Job Stores#
Note
This guide presumes you already have basic understanding of how to create configuration TOML files and how to specify them when launching Farm services. The sample TOML configurations below are only the snippets required to specify and configure a Job Store and are meant to be included as part of a service’s overall configuration file.
Introduction#
Job Definitions are what define the types of workloads (job types) that a Farm instance is able to execute. They provide the meta-data used by Farm Agents to initiate a task on the local system. A Farm Agent can only accept tasks for job types it has a job definition for. Farm Agents can be configured to “store” job definitions in a locally accessible folder or from a remote service. In addition, the Farm Queue Job service can be configured to “store” job definitions locally or on a Redis server.
The locations where Job Definitions are stored are conveniently called Job Stores.
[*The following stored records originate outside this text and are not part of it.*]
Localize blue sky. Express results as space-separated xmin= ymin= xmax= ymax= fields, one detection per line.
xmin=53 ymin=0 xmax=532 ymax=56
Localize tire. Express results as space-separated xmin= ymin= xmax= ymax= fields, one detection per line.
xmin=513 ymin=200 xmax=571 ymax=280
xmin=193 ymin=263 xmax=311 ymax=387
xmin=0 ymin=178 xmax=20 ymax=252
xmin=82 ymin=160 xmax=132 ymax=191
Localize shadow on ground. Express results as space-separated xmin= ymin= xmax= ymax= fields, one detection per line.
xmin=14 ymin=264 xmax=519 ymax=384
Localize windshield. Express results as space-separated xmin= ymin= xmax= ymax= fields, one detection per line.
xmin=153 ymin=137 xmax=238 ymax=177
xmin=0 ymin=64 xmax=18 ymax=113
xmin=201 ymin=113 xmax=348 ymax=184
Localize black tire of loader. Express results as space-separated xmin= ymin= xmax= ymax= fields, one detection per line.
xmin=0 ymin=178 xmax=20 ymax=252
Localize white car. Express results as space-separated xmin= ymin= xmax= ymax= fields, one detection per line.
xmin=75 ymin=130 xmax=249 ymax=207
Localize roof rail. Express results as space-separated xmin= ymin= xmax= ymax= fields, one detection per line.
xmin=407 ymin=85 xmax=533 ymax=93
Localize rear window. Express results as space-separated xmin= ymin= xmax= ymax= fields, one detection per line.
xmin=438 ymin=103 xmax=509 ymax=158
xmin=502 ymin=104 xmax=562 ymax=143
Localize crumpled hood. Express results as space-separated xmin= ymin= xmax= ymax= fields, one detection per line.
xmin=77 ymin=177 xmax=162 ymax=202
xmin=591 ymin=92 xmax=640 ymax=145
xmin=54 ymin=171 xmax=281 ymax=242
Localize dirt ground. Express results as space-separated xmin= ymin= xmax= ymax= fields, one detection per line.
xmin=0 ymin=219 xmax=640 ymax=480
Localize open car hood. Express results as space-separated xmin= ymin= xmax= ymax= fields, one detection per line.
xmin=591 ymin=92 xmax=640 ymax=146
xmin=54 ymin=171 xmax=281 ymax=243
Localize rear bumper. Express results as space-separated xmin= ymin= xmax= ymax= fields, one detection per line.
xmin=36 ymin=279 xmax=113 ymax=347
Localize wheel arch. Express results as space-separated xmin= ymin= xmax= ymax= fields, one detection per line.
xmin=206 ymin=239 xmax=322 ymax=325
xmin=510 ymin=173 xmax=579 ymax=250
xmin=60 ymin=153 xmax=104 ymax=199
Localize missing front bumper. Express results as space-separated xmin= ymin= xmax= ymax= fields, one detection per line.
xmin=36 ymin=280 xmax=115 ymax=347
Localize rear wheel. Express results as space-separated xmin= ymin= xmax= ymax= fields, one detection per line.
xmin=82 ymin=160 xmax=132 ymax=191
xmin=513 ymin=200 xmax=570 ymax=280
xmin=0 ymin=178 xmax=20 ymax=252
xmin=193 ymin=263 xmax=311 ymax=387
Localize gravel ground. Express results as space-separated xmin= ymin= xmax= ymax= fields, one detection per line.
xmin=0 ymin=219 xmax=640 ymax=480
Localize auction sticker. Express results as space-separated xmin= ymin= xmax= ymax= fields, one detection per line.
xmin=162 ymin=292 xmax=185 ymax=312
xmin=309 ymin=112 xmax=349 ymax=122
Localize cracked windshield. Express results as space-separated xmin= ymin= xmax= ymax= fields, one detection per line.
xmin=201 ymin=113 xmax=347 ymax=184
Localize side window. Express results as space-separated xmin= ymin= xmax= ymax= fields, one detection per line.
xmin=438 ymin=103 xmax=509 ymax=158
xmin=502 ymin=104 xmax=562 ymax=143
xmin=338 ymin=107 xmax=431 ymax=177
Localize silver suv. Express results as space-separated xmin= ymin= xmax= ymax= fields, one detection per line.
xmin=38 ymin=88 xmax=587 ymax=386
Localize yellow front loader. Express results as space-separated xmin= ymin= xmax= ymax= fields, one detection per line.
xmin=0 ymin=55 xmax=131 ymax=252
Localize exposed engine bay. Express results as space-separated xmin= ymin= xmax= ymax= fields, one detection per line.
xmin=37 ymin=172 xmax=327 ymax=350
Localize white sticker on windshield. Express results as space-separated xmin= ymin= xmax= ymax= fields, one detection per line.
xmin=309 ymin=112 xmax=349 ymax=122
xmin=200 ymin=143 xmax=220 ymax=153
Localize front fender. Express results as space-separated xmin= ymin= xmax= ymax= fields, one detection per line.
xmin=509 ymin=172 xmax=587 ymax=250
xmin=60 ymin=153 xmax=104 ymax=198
There are several types of Job Stores provided with Farm allowing you to choose the best method for managing Job Definitions based upon the types of workloads and heterogeneity of your Farm Agents. The two most commonly used are the DirectoryJobStore
and RemoteJobStore
. In addition, there is a RedisJobStore
where scalability and resilience are critical.
Why Have Job Stores#
In order for a Farm Agent to be able to accept a task, it must have the job definition that matches the task’s job type in order to initiate its execution.
Job Definitions contain metadata such as the command to execute, the working directory it should execute in, environment variables, etc. If all Farm Agents have exactly the same system configuration and execution environment, it is possible that the same definition will suffice for all agents, which is certainly true in some cases. However, when running in mixed environments, or where there is a desire to allocate only certain Farm Agents to certain job types, having flexibility in how job definitions are stored is required.
While the ability to deploy unique job definitions to every Farm Agent provides the ultimate in customization, it quickly becomes tedious to impractical in large Farm instances. Enabling Farm Agents to access remote job stores via services lowers the cost of deployment and helps with consistency. Farm was designed to enable batch processing of arbitrary workloads from a single desktop system running Windows or Linux, to thousands of high-performance servers in data center compute clusters.
Job Stores allow you to balance:
Customization
Ease of maintenance
Job Stores, Agents, and Queues#
Job Stores are implemented as Python classes that provide simple methods for managing job definitions, namely:
Return all the job definitions managed by the job store.
Save a job definition, if the Job Store allows it.
Delete a job definition, if the Job Store allows it.
The three types of Job Stores provided with Farm are:
DirectoryJobStore |
Manages job definitions stored in a locally accessible directory. |
RemoteJobStore |
Access job definitions from a remote jobs service. |
RedisJobStore |
Uses a Redis server to manage job definitions. |
Accessing job definitions occurs in two distinct areas within a Farm deployment:
Farm Agent’s
controller
serviceFarm Queue’s
jobs
service
The controller
service uses its configured job store to manage the job definitions that the Farm Agent can execute. It can be configured to access job definitions directly via the DirectoryJobStore
, or request job definitions from a jobs service (using RemoteJobStore
) or a Redis server (using RedisJobStore
).
The jobs
service is used to support remote job store access via the RemoteJobStore
and can be configured to manage job definitions via the DirectoryJobStore
or the RedisJobStore
. The jobs service supports its own endpoints allowing for remote administration of the job definitions, namely save and remote. These endpoints call into the corresponding methods of the job store it has been configured for.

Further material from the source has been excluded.